IN THE COURT OF APPEAL OF THE STATE OF CALIFORNIA FIFTH APPELLATE DISTRICT
THE PEOPLE, Plaintiff and Respondent,
v.
VINCENT LEROY HARRIS, Defendant and Appellant.
F037839 (Super. Ct. No. SC081796A)
O P I N I O N
APPEAL from a judgment of the Superior Court of Kern County. James M. Stuart, Judge.
Shama H. Mesiwala, under appointment by the Court of Appeal, for Defendant and Appellant.
Bill Lockyer, Attorney
General, Robert R. Anderson, Chief Assistant Attorney General, Jo Graves, Assistant Attorney General, Robert P. Whitlock and William Kim, Deputy Attorneys General, for Plaintiff and Respondent.

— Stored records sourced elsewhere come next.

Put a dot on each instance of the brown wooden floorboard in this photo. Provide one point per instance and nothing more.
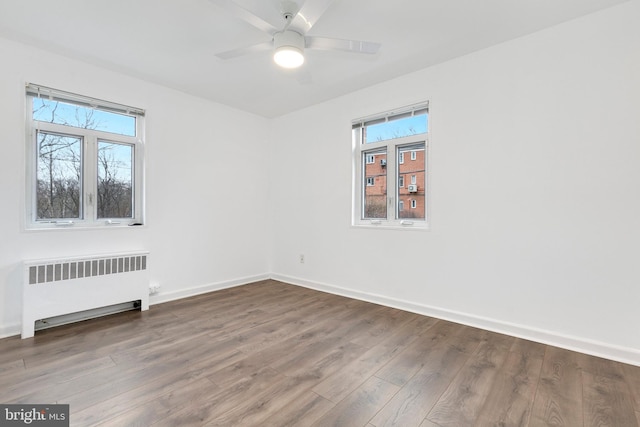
(273, 354)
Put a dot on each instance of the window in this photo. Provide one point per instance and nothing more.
(85, 161)
(379, 191)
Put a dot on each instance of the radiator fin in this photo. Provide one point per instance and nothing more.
(85, 268)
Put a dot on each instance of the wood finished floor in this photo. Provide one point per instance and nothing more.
(272, 354)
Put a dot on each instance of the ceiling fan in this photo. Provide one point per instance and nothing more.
(288, 43)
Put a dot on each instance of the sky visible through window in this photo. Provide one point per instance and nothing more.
(61, 113)
(397, 128)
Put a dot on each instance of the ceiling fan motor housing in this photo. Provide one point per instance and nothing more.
(288, 49)
(288, 39)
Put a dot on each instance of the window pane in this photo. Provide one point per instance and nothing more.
(375, 188)
(413, 194)
(398, 128)
(115, 180)
(45, 110)
(58, 176)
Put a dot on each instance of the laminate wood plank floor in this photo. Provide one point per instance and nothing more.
(273, 354)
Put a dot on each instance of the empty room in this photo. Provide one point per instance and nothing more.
(320, 213)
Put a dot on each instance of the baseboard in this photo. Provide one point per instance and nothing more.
(582, 345)
(210, 287)
(10, 330)
(15, 329)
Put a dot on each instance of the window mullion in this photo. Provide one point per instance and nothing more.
(90, 173)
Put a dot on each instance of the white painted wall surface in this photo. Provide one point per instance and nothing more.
(206, 225)
(535, 197)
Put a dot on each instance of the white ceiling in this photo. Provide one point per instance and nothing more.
(173, 42)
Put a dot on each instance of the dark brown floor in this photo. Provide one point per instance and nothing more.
(271, 354)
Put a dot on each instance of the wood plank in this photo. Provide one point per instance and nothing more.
(632, 378)
(351, 376)
(607, 401)
(461, 403)
(558, 400)
(303, 411)
(361, 405)
(417, 397)
(510, 400)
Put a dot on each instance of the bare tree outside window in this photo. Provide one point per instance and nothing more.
(60, 167)
(59, 176)
(115, 189)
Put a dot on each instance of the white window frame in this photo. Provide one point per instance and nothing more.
(90, 138)
(359, 152)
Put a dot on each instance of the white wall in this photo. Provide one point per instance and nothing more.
(535, 200)
(202, 232)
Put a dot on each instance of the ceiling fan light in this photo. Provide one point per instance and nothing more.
(288, 57)
(288, 49)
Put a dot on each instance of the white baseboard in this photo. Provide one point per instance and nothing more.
(14, 329)
(582, 345)
(210, 287)
(10, 330)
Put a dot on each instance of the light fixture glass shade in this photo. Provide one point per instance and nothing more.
(288, 57)
(288, 49)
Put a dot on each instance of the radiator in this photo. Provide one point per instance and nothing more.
(57, 287)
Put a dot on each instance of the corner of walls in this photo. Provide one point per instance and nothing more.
(573, 343)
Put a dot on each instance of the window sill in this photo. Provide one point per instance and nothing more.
(83, 226)
(423, 226)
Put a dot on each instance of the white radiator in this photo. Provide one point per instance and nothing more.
(57, 287)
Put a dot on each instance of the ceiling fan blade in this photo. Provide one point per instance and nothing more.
(308, 15)
(356, 46)
(245, 15)
(234, 53)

Appellant, Vincent Leroy Harris, was convicted by a jury of three counts of felony indecent exposure. 1 (Pen. Code, 2
314.) In a bifurcated proceeding, the trial court found true allegations that appellant had suffered nine prior strikes within the meaning of the three strikes law ( 667, subds. (c)-(j); 1170.12, subds. (a)-(e)). Appellant was subsequently sentenced to a term of 75 years to life.
On appeal, appellant contends that: (1) he was denied his right to present a defense; (2) the trial court erred in instructing the jury; (3) the cumulative effect of the errors prejudiced his case; (4) the true finding
for one of his prior strikes should be reversed for lack of sufficient evidence; and (5) his sentence constitutes cruel and unusual punishment.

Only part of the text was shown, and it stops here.